Steven begins chatting up the staff and gets the full story on the deplorable conditions. The disinterested owner was already using money from refinancing his mortgage on the hotel to invest elsewhere. He hadn’t paid taxes on the place for years and foreclosure was soon to follow. The staff’s checks had already begun bouncing. While going over everything with Steven, the front desk manager quips that he should buy Casa Grande, possibly as a joke but maybe also a bit of a desperate plea. Steven’s a little shocked, but he takes the suggestion to heart as he continues his trip in Puerto Rico, eventually arriving at a much nicer hotel on the west coast of the island. He, as he puts it, “cornered” the owner and asked him if buying a small hotel up in the mountains was a crazy idea. “I don’t think you’re crazy,” he answers, “but you’re in for a lot of work.”

20 years later, and Steven’s gone from “being a suburban Long Island lawyer, to a Puerto Rican hotelier,” as he so aptly puts it. For over two decades he’s put his heart and soul into repairing and renovating Casa Grande, and it shows. “It’s unrecognizable from what it was,” says Steven. New, painted rooms, with beds that I personally can attest to are very comfortable, refurbished bathrooms, a clean, freshwater pool – with ample furniture – that’s being renovated yet again to improve it even more, walkways made out of solid concrete of course, and a redone hacienda where guests can sit and eat for breakfast and dinner, as well as attend yoga classes.
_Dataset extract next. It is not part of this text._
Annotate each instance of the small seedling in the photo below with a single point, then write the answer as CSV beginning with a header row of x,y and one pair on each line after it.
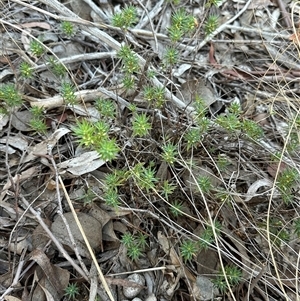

There are even some beautiful hiking trails on the property, and Steven also added hammocks for all the rooms.

Steven transitioned to his new life gradually, commuting to Puerto Rico from New York for four years before settling in. Though it could have potentially been a system shock for an outsider, he’s adapted quite well to his new home. Even if he’s not that keen on beaches, Steven loves warm weather and says he also loves the landscape and fauna of the Puerto Rican mountains. He also says that he loves the people, calling them “very warm and very friendly,” noting that there’s less “pretentiousness,” “materialism,” and “social climbing,” than in the cities. “It’s very appealing to me, there’s a lot to be said for this lifestyle. That’s why I’ve been here for 20 years, no one forced me to stay…I get to live and work to in paradise.” Seeing Casa Grande Mountain Retreat now, it definitely does seem like a paradise within a paradise.